How to Build a claims processing Agent Using LlamaIndex in Python for retail banking

By Cyprian AaronsUpdated 2026-04-21

claims-processingllamaindexpythonretail-banking

A claims processing agent for retail banking takes an incoming customer claim, classifies it, pulls the right policy and account context, checks required documents, and routes the case with a clear decision trail. It matters because retail banks need faster turnaround without losing control over compliance, auditability, and customer data handling.

Architecture

•
Claim intake layer
- •Receives claim text from chat, email, or a case form.
- •Normalizes fields like customer ID, product type, incident date, and claim category.
•
Document retrieval layer
- •Pulls policy docs, product T&Cs, claims playbooks, and prior case notes.
- •Uses VectorStoreIndex with metadata filters for product line, jurisdiction, and version.
•
Reasoning and extraction layer
- •Uses an LLM to extract structured claim facts.
- •Produces JSON-like outputs for downstream workflow systems.
•
Decision support layer
- •Maps the extracted facts to eligibility checks and next actions.
- •Flags missing documents, suspicious patterns, or escalation triggers.
•
Audit and compliance layer
- •Logs retrieved sources, model output, timestamps, and human overrides.
- •Supports internal audit and regulatory review.
•
Case management integration
- •Writes the final result into CRM or claims workflow tools.
- •Hands off uncertain cases to a human reviewer.

Implementation

1) Build a retriever over claims policy documents

Start by loading your internal documents into a vector index. For retail banking, keep policy version and jurisdiction as metadata so you can filter by region and product line later.

from llama_index.core import VectorStoreIndex, SimpleDirectoryReader
from llama_index.core.schema import MetadataMode

# Load policy docs from a controlled internal folder
documents = SimpleDirectoryReader("./claims_policies").load_data()

# Build the index
index = VectorStoreIndex.from_documents(documents)

# Create a retriever
retriever = index.as_retriever(similarity_top_k=3)

query = "What documents are required for a card fraud claim in the UK?"
nodes = retriever.retrieve(query)

for node in nodes:
    print(node.score)
    print(node.node.get_content(metadata_mode=MetadataMode.LLAMA_PARSER))
    print("---")

This gives you grounded context before the model makes any recommendation.
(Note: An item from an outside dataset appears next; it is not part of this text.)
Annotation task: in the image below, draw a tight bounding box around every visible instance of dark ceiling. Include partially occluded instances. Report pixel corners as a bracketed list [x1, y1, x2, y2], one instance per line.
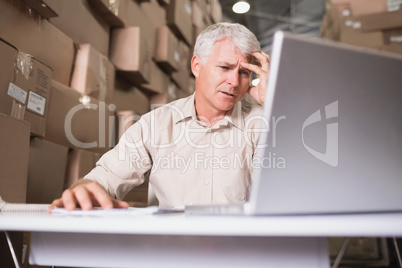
[219, 0, 326, 52]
In banking, that grounding is what keeps the agent tied to approved policy instead of hallucinating process steps.

2) Define a structured output schema for claim extraction

You want deterministic fields out of unstructured customer messages. Use PydanticProgramExtractor or a structured LLM response path; here I’ll show a simple Pydantic schema plus OpenAI chat completion through LlamaIndex.

from pydantic import BaseModel, Field
from typing import Optional

class ClaimCase(BaseModel):
    customer_id: str = Field(..., description="Retail banking customer identifier")
    claim_type: str = Field(..., description="e.g. card_fraud, chargeback, account_takeover")
    jurisdiction: str = Field(..., description="Country or region")
    incident_date: str = Field(..., description="ISO date string")
    amount: Optional[float] = Field(None, description="Claim amount if known")
    missing_documents: list[str] = Field(default_factory=list)

Now wire the LLM with an extraction prompt. In production you would use your approved model endpoint and enforce output validation before any workflow action.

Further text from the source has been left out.